VPN接続でユーザー認証を簡素化、OTPトークン要らずに

 同社は従来、タブレット端末やパソコンなど複数の端末を対象とした同様のサービス「マジックコネクトMOSサービス」(1ユーザーあたり税込みで年額3万1500円)を提供してきた。同サービスは、個々の端末にRDPクライアントを導入し、中継サーバーへのRDP接続時にOTP(ワンタイムパスワード)トークンを用いてRDPのNLA(ネットワークレベル認証)で認証を受ける仕組みだった。

 今回、タブレット端末専用のVPN中継サーバー(SaaS)を用意し、VPN機能とRDP機能を兼ねたクライアントソフトを用意した。既存のマジックコネクトMOSサービスとは異なり、タブレット端末とWindows機の間で直接RDPのコネクションを張り、中継サーバーはVPN接続を仲介する。タブレット端末側にVPN接続機能を用意したことで、ユーザー認証手段を簡素化したかたち。マジックコネクトMOSサービスでは必須となっていたOTPトークンを不要としたことで、運用が容易になるほか、初期費用を抑える効果が見込める。
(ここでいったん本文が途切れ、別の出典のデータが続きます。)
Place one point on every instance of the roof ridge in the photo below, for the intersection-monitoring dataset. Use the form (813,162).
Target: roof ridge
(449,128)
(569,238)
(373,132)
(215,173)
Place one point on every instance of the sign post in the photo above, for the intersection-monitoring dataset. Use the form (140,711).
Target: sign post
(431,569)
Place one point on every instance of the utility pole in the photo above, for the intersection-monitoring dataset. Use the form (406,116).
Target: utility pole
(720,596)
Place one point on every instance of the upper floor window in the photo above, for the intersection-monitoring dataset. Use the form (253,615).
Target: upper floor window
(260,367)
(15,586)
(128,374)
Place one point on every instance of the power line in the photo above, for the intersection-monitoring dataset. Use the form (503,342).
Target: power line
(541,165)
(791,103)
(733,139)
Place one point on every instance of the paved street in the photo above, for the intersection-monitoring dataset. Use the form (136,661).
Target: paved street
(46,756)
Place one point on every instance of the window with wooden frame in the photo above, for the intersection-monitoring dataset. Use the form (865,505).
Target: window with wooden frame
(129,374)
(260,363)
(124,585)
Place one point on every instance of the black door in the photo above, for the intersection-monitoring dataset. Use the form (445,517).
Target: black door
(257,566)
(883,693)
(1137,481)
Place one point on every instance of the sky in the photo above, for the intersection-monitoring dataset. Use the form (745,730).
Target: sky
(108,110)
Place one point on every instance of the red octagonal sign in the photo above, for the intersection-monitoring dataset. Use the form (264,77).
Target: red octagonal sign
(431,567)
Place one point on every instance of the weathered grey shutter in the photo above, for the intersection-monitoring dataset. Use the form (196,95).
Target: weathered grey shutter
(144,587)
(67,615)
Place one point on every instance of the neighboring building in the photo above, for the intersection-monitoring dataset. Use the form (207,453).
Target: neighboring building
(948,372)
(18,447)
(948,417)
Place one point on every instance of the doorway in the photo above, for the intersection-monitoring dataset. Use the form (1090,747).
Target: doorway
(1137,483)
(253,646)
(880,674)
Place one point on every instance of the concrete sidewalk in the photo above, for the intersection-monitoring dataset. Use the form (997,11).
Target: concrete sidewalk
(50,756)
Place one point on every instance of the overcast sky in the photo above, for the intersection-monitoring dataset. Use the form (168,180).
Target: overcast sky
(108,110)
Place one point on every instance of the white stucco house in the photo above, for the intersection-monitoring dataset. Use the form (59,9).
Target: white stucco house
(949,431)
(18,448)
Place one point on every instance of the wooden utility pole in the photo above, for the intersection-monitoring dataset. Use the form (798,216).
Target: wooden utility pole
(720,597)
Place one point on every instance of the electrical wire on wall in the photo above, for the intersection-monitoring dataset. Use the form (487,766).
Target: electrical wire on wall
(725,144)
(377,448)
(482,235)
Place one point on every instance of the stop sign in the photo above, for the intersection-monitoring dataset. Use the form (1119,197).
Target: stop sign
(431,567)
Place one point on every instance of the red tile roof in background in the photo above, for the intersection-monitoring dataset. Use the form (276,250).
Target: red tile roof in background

 稼働環境は、以下の通り。接続先のWindows機に導入する専用ソフトは、クライアントOSが、Windows XP Professional、Windows Vista Ultimate以上、Windows 7 Ultimate以上。サーバーOSが、Windows Server 2003/2003 R2/2008/2008 R2。タブレット端末のOSは、AndroidとiOS(iPad)。サービス開始は2012年3月の予定だが、2011年10月中旬から試験サービス(無償)を開始する予定である。